New Delhi: The family of Arian, a 12-year-old boy from West Bengal, met union Health Minister Harsh Vardhan seeking subsidy for the treatment of Hunter Syndrome, a rare but fatal genetic disorder, the treatment of which is very expensive and not easily available in India.
The minister has promised all help to the family, but experts say that 180 children in India suffer from this disorder and the government, apart from creating awareness about the disorder, should also give subsidy for its treatment.
"Hunter Syndrome is an X link genetic disorder. These are carried by females (mothers) and as males have both X and Y chromosome, they are affected with it. Females acquiring it will be a very exceptional case," Sisir Paul, head of the department of the Institute of Paediatrics at Max Super Speciality Hospital, told IANS.
Hunter Syndrome occurs when an enzyme the body needs is either missing or doesn't work properly. As the body doesn't have enough of the enzyme to break down certain complex molecules, the molecules build up in harmful amounts in certain cells and tissues.
A child suffering from the disorder suffers from permanent, progressive damage affecting appearance, mental development, organ function and physical abilities.
The syndrome appears in children as young as 18 months. It nearly always occurs in males.
"The disease varies in severity and manifestation. The disease prevalence is 3.5 to 4.5 per hundred thousand births," Paul said.
He said as the disease is rare, diagnosis is not easily done.
The Lysosomal Storage Disorders Support Society (LSDSS), a non-profit organisation working for several lysosomal disorders, said there are about 180 children with Hunter Syndrome registered in India.
"Though it is rare, the medicine for the disorder is only available in the US and Europe and is thus very expensive. The government should do something to provide a little subsidy," LSDSS president Manjit Singh told IANS.
The treatment costs anywhere around Rs.60 lakh to Rs.1.5 crore per year.
"This cost for the treatment increases with the weight and height of the child. As the child becomes 14 to 15 kg, the cost gets doubled," Singh added.
He also said the government should also create awareness about the disorder as many people are still clueless about the problem and its treatment.
According to Krishnan Chugh, head of the Paediatrics and Paedritic Intensive Care Unit at Fortis Memorial Research Institute: "When the child is born, they look very normal. It becomes pertinent when the kids turn two to three years old."
"In case the disorder is severe, the child will not be able to live more than 10 years," Chugh told IANS.
"The lack of enzymes damages the bone and brain of the affected child.

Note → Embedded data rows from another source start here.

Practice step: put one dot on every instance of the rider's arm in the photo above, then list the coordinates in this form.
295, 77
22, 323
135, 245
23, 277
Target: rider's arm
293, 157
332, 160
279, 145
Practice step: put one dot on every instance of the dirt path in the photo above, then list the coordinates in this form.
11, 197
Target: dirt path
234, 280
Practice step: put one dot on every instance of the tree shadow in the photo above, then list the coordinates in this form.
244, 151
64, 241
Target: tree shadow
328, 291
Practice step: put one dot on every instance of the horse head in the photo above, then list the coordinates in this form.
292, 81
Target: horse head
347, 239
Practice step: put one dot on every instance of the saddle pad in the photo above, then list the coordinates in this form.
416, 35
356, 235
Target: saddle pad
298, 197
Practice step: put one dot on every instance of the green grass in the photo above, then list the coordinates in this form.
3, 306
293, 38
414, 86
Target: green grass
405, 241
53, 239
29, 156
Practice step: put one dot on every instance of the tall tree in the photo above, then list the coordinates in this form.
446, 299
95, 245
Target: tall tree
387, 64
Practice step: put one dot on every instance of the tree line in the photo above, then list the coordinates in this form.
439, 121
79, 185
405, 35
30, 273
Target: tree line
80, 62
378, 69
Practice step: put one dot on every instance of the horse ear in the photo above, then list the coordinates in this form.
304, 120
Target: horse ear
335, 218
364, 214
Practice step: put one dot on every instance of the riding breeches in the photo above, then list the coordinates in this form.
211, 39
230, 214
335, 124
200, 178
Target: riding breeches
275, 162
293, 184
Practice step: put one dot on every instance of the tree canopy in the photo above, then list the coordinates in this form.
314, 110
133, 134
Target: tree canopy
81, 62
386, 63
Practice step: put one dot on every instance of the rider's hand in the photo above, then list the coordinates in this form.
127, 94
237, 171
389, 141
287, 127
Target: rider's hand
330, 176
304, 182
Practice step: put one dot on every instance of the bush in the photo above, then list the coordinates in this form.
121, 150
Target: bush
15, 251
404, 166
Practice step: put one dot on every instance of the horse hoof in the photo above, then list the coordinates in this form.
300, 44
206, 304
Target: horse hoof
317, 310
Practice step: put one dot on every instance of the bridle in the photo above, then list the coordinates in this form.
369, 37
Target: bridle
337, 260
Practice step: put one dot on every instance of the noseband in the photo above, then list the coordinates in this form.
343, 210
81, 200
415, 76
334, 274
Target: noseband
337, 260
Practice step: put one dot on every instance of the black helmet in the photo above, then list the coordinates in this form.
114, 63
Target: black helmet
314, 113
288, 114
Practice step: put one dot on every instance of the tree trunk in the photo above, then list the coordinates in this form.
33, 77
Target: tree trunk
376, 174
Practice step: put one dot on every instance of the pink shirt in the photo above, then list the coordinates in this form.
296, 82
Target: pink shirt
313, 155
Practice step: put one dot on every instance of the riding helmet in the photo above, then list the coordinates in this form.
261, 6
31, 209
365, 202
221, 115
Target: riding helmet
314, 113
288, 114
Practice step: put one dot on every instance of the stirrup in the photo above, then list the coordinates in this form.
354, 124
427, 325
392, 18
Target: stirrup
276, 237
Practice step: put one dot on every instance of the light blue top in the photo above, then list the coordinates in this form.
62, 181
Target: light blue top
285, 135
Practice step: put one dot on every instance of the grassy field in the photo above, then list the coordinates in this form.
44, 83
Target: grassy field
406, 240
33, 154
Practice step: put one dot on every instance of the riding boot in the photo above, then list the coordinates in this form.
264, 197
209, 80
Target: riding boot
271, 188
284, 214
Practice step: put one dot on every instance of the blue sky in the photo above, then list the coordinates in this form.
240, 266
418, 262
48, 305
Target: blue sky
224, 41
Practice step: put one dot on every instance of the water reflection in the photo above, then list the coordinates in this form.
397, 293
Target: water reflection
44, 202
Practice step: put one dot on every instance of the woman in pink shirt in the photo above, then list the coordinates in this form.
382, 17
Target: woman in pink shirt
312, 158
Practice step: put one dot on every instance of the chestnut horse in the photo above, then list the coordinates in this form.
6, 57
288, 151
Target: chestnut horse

As their age progresses, their bones become weaker," he added.
Jasjit Singh Bhasin, senior consultant and head of paediatrics at B.L. Kapoor Super Speciality, further said the child affected with Hunter Syndrome also has hazy corneas.
There are normally two kinds of treatment available for the disease -- bone marrow transplant and Enzyme Replacement Therapy.
"There is an enzyme called 'idursulfase' which has been manufactured and it is injected in the person. It is an artificial enzyme that is put in... so it is very experimental," said Paul.
The other treatment, which is bone marrow transplant, is also not easy and involves risks.
"This transplant has a failure percentage of 20 to 30 percent; so when the IQ level of child has gone bad there is no point of taking a risk further," Chugh added.